Born for the Job: Name Edition.

My orthpedic surgeon is Dr. Doctor, he works with Dr. Bonebreak. The same HMO has Dr. Peters… The urologist

:smiley:
Barrels

Let’s note another NFL player I forgot earlier who should clearly be excluded: Lawyer Milloy.

Some years back, the Queensland Police Force’s Fraud Squad was headed up by a Det. Swindells

There’s a dentist in my hometown named Lou Smoler. (say it out loud)

My pre-cal teacher was Sue Lucheon.

The Doctor that delivered me (and who was our family doctor for many years) was a Dr. Rush.

And continuing the archaeology link, I once heard of an archaeologist who specialised in stone tools. Apparently he named his sons Chip and Flint.

Um, Cazzle, aren’t you forgetting the obvious one about your father’s surname?!?!? (Or have you already posted that in another thread?!)

OK, this isn’t totally in keeeping with the thread, but it’s such an amazing, Yin/Yang name that I have to share:

The father-in-law of a friend of mine is named (I am not making this up):

Lee Harvey Kennedy.

He’s a prison warden.

CNN correspondent Wolf Blitzer, who made his bones covering the blitz of Baghdad (along with Scud Stud Arthur Kent of “whatever happened to” fame).

Lesbian activist Chastity Bono always struck me as funny (she’s at least chaste with the boys).

There used to be (may still be, not sure) a family of lawyers in Montgomery named “Screws”, some of whom handled personal injury cases in Alabama’s out of control jackpot justice atmosphere.

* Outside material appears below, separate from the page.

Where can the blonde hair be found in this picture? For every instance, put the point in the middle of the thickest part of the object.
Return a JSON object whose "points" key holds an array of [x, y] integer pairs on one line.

Whenever they made partner it was an ordeal for the partners to put them in the firm’s name- Jones Screws Smith, Jones Smith Screws and Screws Jones & Smith- none of the three really work.

I worked with an African American librarian named after his father’s hero from U.S. history— Booker (T. Washington). I’ve worked with two male librarians named Giles, one male and one female, who got the inevitable Buffy references.

I have a friend named Jeannie whose husband was career military and retired into the national guard where he made colonel. Until then they were “Major Nelson and Jeannie” (though he didn’t work for NASA and nobody would really want to see her in harem pants).

There’s a dentist in Macon GA named Doc Holliday. Here’s the real irony: the famous dentist named Doc Holliday was from Griffin, GA, about 30 minutes from Macon, and while the Macon Doc Holliday is no relation to him his wife, a Griffin girl, is (and fairly closely- a descendant of the original Doc’s sister as memory serves).

Years and years ago a hotel I worked at had a convention of physiologists and I had to threaten the desk clerks with decapitation and yodelling not to even think of making comment upon check-in or at any other time about the name of attendee Dr. Frankenstein. “I am guessing that he already knows there’s a literary and movie character of that name.” (I’ll admit I was disappointed when he looked nothing like Gene Wilder.)

The above should read “I’ve worked with two librarians named Giles, one male and one female, who got the inevitable Buffy references”- threw in an extra and erroneous male.

In a similar vein, the actor set to play John Lennon in the TV movie “John & Yoko: A Love Story” was Mark Lyndsey. He was let go when the producer found out his real name was Mark Lyndsey Chapman (Mark Chapman was Lennon’s killer). As the producer said “Would you like John Kennedy to be portrayed by an actor named Lee Oswald?”

There was a teacher at my elementary school named Mrs. Grader.

I went to a massage therapist once. His name was Dr. Beaton.

Ames, Iowa, in the 1940s had a city manager named John Ames (who was not, however, related to the crooked Massachusetts power-broker the town had been named for in 1864). Whether he introduced himself with “Ames is my name, Ames is my game,” I have no idea, but as city managers tend to be pretty straitlaced, I’ll bet he didn’t.

I went to an orthodontist named Dr. Bonebreak once. Pity he didn’t become an orthopedist.

There’s also a pediatrician named Dr. Hittman in town.

One of my sister’s grade school teachers married a man whose last name was Sippi.

There’s a veterinarian around here called Dr. Bone, I bet the dogs just love him.
I think he worked with Dr. Howell.

My cookery teacher: Mrs Burn.
Woodwork teacher: Mr Carpeneter.

And there’s a union leader in the UK called Rodney Bickerstaffe (union, staff, bicker, geddit?)

Back in the 1970s, there was a Professor of Orthopaedic Surgery at Manchester University called Kneebone.

In Fremont, California. There was this sign on the side of a Medical group’s building:

Dr. Chew.
Dentist

I used to be a bank teller, and my last name was Penn. So, my business cards read, “Jakeline Penn, Teller.” I think I did end up getting Penn and Teller to sign one, but I’ll be damned if I can find it. Rats!